1390 Enclave Parkway, Houston, TX 77077-2099
(Address of principal executive office) (zip code)

Registrant’s telephone number, including area code: (281) 584-1390

N/A    
(Former name or former address, if changed since last report)
_________________________

Check the appropriate box below if the Form 8-K filing is intended to simultaneously satisfy the filing obligation of the registrant under any of the following provisions (see General Instruction A.2. below):

[__]
Written communications pursuant to Rule 425 under the Securities Act (17 CFR 230.425)

[__]
Soliciting material pursuant to Rule 14a-12 under the Exchange Act (17 CFR 240.14a-12)

[__]
Pre-commencement communications pursuant to Rule 14d-2(b) under the Exchange Act (17 CFR 240.14d-2(b))

[__]
Pre-commencement communications pursuant to Rule 13e-4(c) under the Exchange Act (17 CFR 240.13e-4(c))

 

 
 

 

ITEM 5.05 AMENDMENTS TO THE REGISTRANT’S CODE OF ETHICS, OR WAIVER OF A PROVISION OF THE CODE OF ETHICS.

On July 13, 2007, the Board of Directors of SYSCO Corporation (“SYSCO” or the “Company”) approved certain amendments to the Company’s Code of Business Conduct and Ethics (the “Code”) which applies to all of SYSCO’s employees, officers and directors.
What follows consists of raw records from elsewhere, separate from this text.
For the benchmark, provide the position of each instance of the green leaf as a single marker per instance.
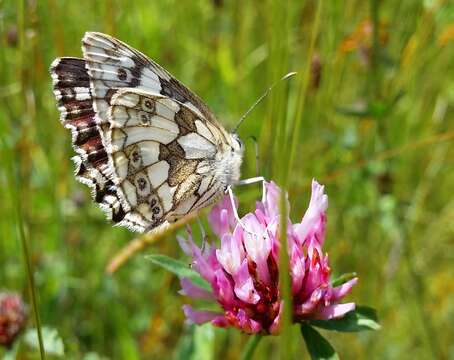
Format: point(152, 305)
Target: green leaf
point(203, 342)
point(319, 348)
point(53, 344)
point(179, 268)
point(360, 319)
point(343, 279)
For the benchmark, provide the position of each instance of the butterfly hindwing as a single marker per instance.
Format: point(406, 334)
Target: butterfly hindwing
point(161, 153)
point(72, 90)
point(149, 148)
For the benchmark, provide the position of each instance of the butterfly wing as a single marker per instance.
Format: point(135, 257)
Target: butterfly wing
point(163, 155)
point(91, 93)
point(113, 64)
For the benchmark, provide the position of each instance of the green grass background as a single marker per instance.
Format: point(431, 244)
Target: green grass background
point(376, 128)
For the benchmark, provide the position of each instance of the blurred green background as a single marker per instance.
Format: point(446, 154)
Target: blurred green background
point(370, 115)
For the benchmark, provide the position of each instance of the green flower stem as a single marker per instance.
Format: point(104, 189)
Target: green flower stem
point(251, 345)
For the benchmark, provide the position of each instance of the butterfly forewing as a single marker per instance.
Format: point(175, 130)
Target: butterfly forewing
point(150, 149)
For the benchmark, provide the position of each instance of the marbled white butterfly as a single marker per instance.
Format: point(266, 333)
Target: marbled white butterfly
point(149, 148)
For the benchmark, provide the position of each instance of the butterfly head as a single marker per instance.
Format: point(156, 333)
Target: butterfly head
point(237, 144)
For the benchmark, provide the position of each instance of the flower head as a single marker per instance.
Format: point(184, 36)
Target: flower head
point(13, 317)
point(243, 272)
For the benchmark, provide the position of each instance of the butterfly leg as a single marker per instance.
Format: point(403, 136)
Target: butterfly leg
point(235, 212)
point(253, 181)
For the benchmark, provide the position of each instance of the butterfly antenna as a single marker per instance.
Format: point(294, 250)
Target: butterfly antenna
point(259, 100)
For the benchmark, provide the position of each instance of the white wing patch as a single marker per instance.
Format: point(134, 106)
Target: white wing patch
point(196, 146)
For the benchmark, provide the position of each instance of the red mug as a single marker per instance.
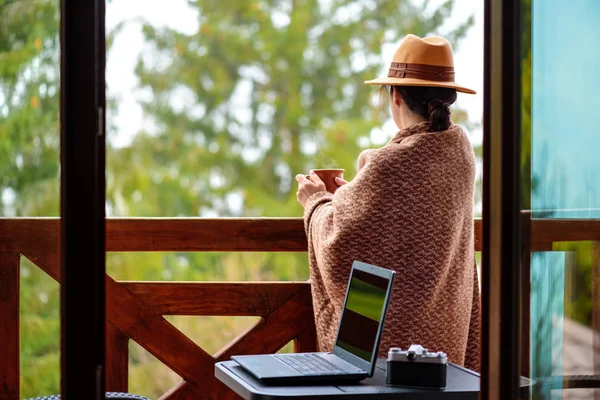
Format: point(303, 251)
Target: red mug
point(328, 177)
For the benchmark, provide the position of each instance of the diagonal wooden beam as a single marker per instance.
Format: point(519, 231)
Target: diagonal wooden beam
point(275, 331)
point(215, 298)
point(210, 390)
point(141, 323)
point(9, 326)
The material amendments to the Code are discussed below.

Section 1, Overall Standards, was expanded to provide that for officers and directors, the highest legal, moral, and ethical standards for honesty, integrity and fairness are to be practiced, not only in conducting SYSCO’s affairs, as the Code previously provided, but also in the conduct of non-corporate and personal affairs.
 
Section 3, Conflicts of Interest, was expanded to clarify conflict issues by describing in more detail conflicting roles and practices.

Section 5, Receipt of Payments of Gifts, now provides a more straight-forward overall direction regarding the receipt of gifts and approves certain gifts valued $250 or less in certain circumstances. The amendments to this section also clarify from whom approvals should be obtained when accepting a gift. The amendments eliminated language referring to a Designated Recipient because it was not a clearly defined term and is now largely subsumed by the new clarification regarding approvals. The provision stating that a gift can be accepted if it can be consumed or fully utilized within a 24 hour period was deleted.

A new Section 9, Foreign Corrupt Practices and Anti-Bribery, was added to specifically prohibit giving anything of value to a foreign official with the intent of improperly influencing him or her to obtain an unfair advantage for SYSCO.

Additional technical amendments to the Code were made, and the foregoing description of the amendments to the Code does not purport to be complete and is qualified in its entirety by reference to the amended Code, a copy of which is attached as Exhibit 14.1 hereto and is incorporated herein by reference.

ITEM 8.01 OTHER EVENTS.

On July 13, 2007, the Board of Directors of SYSCO authorized the repurchase of up to 20 million additional shares of the Company’s common stock during the next approximately 12 to 18 month period. The Company may repurchase shares by means of privately negotiated transactions or open market purchases effected from time to time as determined by the Chairman and Chief Executive Officer, President and Chief Operating Officer, Executive Vice President and Chief Financial Officer, Senior Vice President of Finance and Treasurer and any Assistant Treasurer, or any other officer performing substantially similar duties (collectively, the “Authorized Officers”); provided, however, that such repurchases will be effected only in accordance with the terms of all applicable federal and state securities laws, including, but not limited to, Rule 10b-18 under the Securities Exchange Act of 1934. Purchases may be made through the use of 10b5-1 Plans. The Board of Directors authorized and directed the Authorized Officers to implement the share repurchase program and to take any actions to assist in the implementation and disbursement of funds of the Company in payment of any repurchased shares. Approximately 1.8 million shares remain available for repurchase under previously authorized repurchase plans.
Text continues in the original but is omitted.